Load the required Library
library(tidyr)
library(dplyr)
##
## Attaching package: 'dplyr'
## The following objects are masked from 'package:stats':
##
## filter, lag
## The following objects are masked from 'package:base':
##
## intersect, setdiff, setequal, union
Read data from Github
original_df <- read.csv("https://raw.githubusercontent.com/topkelama/DATA607/207dae685eaed5546a9aa9315b22d50b954efaca/airlines.csv", header = TRUE, na.strings = "")
overview of the dataframe
glimpse(original_df)
## Rows: 5
## Columns: 7
## $ X <chr> "ALASKA", NA, NA, "AM WEST", NA
## $ X.1 <chr> "on time", "delayed", NA, "on time", "delayed"
## $ Los.Angeles <int> 497, 62, NA, 694, 117
## $ Phoenix <int> 221, 12, NA, 4840, 415
## $ San.Diego <int> 212, 20, NA, 383, 65
## $ San.Francisco <int> 503, 102, NA, 320, 129
## $ Seattle <int> 1841, 305, NA, 301, 61
Rename 1st and 2nd columns as the existing names do not make sense.

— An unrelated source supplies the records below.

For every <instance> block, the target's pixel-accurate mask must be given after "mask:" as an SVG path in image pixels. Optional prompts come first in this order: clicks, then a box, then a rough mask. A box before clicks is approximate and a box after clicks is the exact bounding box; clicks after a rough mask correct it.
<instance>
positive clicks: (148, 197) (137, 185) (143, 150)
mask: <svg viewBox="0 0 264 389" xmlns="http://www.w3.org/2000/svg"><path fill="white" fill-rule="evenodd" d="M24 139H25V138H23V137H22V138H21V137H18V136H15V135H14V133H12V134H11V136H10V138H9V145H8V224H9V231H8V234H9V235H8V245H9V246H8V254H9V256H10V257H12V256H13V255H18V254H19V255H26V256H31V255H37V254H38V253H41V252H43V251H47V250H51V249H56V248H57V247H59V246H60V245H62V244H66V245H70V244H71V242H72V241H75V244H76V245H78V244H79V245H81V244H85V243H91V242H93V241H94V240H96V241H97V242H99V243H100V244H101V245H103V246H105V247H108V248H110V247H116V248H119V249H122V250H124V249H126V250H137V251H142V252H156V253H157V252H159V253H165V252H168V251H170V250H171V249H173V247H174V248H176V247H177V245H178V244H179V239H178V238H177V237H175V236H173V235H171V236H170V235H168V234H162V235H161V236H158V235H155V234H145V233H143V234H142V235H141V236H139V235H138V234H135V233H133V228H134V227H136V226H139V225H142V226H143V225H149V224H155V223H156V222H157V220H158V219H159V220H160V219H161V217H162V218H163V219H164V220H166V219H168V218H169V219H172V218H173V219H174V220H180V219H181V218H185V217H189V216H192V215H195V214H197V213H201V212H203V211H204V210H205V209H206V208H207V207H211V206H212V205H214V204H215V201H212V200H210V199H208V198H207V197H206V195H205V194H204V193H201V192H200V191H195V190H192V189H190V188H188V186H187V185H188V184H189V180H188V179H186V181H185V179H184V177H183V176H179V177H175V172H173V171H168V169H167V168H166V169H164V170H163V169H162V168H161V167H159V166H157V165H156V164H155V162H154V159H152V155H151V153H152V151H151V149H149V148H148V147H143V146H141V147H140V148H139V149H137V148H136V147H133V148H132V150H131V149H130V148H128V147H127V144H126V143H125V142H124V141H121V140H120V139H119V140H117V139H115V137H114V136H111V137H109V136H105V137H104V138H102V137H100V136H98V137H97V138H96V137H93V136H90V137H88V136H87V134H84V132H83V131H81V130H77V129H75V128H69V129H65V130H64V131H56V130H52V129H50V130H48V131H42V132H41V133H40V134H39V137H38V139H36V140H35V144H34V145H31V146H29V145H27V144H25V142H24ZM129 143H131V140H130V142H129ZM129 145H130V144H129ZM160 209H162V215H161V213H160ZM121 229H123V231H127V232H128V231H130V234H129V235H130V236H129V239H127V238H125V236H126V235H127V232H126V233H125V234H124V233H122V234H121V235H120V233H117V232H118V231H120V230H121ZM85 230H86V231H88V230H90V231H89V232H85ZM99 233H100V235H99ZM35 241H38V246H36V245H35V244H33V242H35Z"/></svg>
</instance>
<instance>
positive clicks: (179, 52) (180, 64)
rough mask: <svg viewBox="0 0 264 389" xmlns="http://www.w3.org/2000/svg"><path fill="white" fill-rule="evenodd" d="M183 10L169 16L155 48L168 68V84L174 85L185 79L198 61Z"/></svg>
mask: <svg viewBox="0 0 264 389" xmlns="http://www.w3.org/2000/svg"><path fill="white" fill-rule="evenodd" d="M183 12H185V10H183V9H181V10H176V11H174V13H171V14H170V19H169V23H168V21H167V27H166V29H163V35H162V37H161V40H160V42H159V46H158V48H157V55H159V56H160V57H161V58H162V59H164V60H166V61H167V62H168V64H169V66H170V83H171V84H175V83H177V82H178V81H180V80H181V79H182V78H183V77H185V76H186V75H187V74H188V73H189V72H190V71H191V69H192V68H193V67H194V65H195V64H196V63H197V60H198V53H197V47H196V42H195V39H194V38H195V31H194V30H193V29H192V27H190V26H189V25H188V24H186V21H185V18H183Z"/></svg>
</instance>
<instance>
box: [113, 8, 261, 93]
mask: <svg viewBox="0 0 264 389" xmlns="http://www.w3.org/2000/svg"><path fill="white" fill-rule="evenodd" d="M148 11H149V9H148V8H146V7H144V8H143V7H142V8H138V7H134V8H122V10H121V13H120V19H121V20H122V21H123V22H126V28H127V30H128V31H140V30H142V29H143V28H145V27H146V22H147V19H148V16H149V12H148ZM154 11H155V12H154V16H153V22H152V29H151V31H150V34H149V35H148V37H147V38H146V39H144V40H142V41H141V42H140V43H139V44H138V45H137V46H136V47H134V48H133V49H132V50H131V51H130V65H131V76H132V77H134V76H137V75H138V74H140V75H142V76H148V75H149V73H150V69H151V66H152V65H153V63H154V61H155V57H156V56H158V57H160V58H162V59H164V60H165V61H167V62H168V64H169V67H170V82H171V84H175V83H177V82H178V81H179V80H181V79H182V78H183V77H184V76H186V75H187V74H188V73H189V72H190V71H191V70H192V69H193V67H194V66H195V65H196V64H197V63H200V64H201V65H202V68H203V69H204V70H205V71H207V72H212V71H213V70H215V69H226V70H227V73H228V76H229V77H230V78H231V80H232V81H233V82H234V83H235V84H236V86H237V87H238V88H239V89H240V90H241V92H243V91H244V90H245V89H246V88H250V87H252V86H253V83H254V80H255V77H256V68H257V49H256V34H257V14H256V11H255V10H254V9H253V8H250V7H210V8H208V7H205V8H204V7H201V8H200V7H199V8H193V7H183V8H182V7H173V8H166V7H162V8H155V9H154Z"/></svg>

#made some changes on columns names along with 1st and 2nd columns
names(original_df) <- c("Airline", "Arrival_Status", "Los_Angeles", "Phoenix", "San_Diego", "San_Francisco", "Seattle")
dataframe before cleaning and tidying
head(original_df)
## Airline Arrival_Status Los_Angeles Phoenix San_Diego San_Francisco Seattle
## 1 ALASKA on time 497 221 212 503 1841
## 2 <NA> delayed 62 12 20 102 305
## 3 <NA> <NA> NA NA NA NA NA
## 4 AM WEST on time 694 4840 383 320 301
## 5 <NA> delayed 117 415 65 129 61
Remove the row if all columns in a row has NA
original_df <- original_df %>%
# this will keep if any column in a row has a NA otherwise remove
filter(rowSums(is.na(.)) != ncol(.))
original_df
## Airline Arrival_Status Los_Angeles Phoenix San_Diego San_Francisco Seattle
## 1 ALASKA on time 497 221 212 503 1841
## 2 <NA> delayed 62 12 20 102 305
## 3 AM WEST on time 694 4840 383 320 301
## 4 <NA> delayed 117 415 65 129 61
Change the dataframe to long format
long_df <- original_df %>%
pivot_longer(
cols = -c(Airline, Arrival_Status),
names_to = "Destination",
values_to = "Flight_Count"
)
#long_df
Fill NA value with respective Airline values
long_df <- long_df %>% mutate(Airline = as.character(na_if(Airline, 'NA'))) %>% fill(Airline, .direction = 'down')
#long_df
Transform the value of Arrival_status into 2 new columns for analysis.
airline_data <- long_df %>% spread(Arrival_Status, Flight_Count)
# 2 New columns
colnames(airline_data) [3] <- "Delayed"
colnames(airline_data) [4] <- "On_Time"
#airline_data
Perform analysis of delayed arrival for two airlines.
summary_data <- airline_data %>%
group_by(Airline) %>%
summarise(Delayed_mean = mean(Delayed, na.rm = TRUE),
Delayed_median = median(Delayed, na.rm = TRUE),
Delayed_sd = sd(Delayed, na.rm = TRUE),
Delayed_min = min(Delayed, na.rm = TRUE),
Delayed_max = max(Delayed, na.rm = TRUE))
summary_data
## # A tibble: 2 × 6
## Airline Delayed_mean Delayed_median Delayed_sd Delayed_min Delayed_max
## <chr> <dbl> <int> <dbl> <int> <int>
## 1 ALASKA 100. 62 120. 12 305
## 2 AM WEST 157. 117 147. 61 415
Total flight count grouping by Ariline
# Group by Airline and summarise the Flight_Count column
total_flight_counts <- long_df %>%
group_by(Airline) %>%
summarise(Total_Flight_Count = sum(Flight_Count, na.rm = TRUE))
# Print the result
print(total_flight_counts)
## # A tibble: 2 × 2
## Airline Total_Flight_Count
## <chr> <int>
## 1 ALASKA 3775
## 2 AM WEST 7325
Conclusion
To conclude, on average, AM WEST has 157.4 delayed flights, which is approximately 57.14% more than ALASKA’s average of 100.2 delayed flights. However, AM WEST operated 7325 flights in total, which is approximately 93.44% more than ALASKA’s 3775 flights. It’s important to note that these percentages are based on the data obtained and may vary depending on the time period or sample size. Therefore, it’s essential to consider the reliability of the data sources when drawing conclusions.